While two-thirds of cryopatients will die "expected deaths"
(i.e., not from sudden cardiovascular compromise, suicide,
accident or homicide), only half of these will die in settings or
under conditions that make prompt high quality post-arrest
intervention possible.
Thus, approximately one-third of cryopatients will die from
degenerative disease in a setting that will allow for a
reasonably good chance of prompt post-arrest intervention.
However, this number is also misleading if it is taken to be an
indicator of an optimum chance at recovery or a laboratory-like
model of global cerebral ischemia.
The reality is that of this 35% or so of patients who
present for cryopreservation with adequate warning to mount a
full standby, somewhere between 7-10% of them will suffer from
some major pre-cryopreservation compromise to their brains. Many
of these patients will have organic brain syndrome from
Alzheimer's, multi-infarct dementia, HIV or HIV related CNS
infections (i.e., toxoplasmosis, tuberculosis, meningitis, etc.),
stroke, brain tumor (primary or secondary) or other causes.

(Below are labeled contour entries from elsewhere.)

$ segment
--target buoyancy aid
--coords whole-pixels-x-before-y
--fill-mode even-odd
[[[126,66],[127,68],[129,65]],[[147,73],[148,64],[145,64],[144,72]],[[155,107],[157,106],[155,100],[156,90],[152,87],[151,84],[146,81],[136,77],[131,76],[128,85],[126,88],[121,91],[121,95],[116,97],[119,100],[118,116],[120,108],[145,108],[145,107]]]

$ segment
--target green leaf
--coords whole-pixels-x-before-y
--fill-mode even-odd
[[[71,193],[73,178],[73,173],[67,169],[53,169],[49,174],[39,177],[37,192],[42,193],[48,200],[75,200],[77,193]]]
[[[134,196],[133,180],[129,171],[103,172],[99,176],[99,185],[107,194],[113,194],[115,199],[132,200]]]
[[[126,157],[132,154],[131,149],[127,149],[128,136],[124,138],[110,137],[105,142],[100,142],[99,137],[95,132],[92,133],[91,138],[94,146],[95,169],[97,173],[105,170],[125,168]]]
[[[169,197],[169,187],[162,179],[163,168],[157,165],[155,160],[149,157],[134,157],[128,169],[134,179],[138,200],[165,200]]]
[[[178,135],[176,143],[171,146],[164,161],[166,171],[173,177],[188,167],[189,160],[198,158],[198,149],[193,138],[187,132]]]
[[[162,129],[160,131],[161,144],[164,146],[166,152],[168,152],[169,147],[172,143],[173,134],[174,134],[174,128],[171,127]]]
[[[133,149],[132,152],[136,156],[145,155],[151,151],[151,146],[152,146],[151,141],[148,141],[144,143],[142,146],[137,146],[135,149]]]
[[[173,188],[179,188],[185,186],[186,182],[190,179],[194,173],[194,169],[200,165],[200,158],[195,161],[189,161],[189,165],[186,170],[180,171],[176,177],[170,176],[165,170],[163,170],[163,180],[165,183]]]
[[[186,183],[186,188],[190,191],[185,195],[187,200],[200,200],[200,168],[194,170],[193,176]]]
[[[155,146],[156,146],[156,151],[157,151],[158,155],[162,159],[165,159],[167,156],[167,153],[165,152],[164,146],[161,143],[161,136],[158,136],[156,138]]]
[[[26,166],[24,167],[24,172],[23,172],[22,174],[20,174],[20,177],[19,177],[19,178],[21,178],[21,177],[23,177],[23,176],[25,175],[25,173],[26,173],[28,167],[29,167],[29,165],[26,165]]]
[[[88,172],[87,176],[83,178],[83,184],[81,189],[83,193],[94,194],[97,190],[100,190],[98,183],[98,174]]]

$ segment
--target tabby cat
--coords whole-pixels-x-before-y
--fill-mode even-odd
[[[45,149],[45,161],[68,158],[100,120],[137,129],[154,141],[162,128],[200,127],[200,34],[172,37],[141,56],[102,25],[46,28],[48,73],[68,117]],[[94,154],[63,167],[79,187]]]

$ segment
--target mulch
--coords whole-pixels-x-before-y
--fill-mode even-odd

At
this time, little can be done to improve these patients' chances.
Of the remaining 25% of cryopatients without prearrest primary
brain pathology, most will suffer a prolonged period of agonal
shock characterized by hypoxia, activation of the immune-
inflammatory cascade, and regional cerebral ischemia. As a
consequence, these patients will experience global brain insult
before cardiac arrest ever occurs. Only a small minority of
cryopatients, perhaps as few as 2-10%, will present for
cryopreservation under conditions that allow for an optimum
standby and will experience legal death in a way which results in
little or no antemortem hypoxic-ischemic injury.
It should also be kept in mind that so far we have
considered only the effects of ischemia in a laboratory setting
as our guide to how we should visualize the condition of the
"typical" cryopatient. This scenario or model does not take into
consideration the behavior of the ischemically injured brain in
response to resuscitation (acute reperfusion), induction of
hypothermia, introduction of cryoprotectants during an extended
period of perfusion, and finally, the effects of cryoinjury
during cooling to -196oC.
All cryopatients, no matter how well or how poorly they
experience medicolegal death will, indeed must experience death
before cryopreservations procedure can commence. This fact alone
means that all patients presenting for cryopreservation will
experience some period of ischemic insult: even if the insult is
only 1-2 minutes of global ischemia and 3-5 minutes of inadequate
blood flow and gas exchange during the initial minutes of CPR.
This is the sad reality of how cryonics is practiced today,
and anyone who doubts this reality need only peruse the case
histories of those cryonics organizations that choose to publish
them in sufficient detail to allow a meaningful evaluation.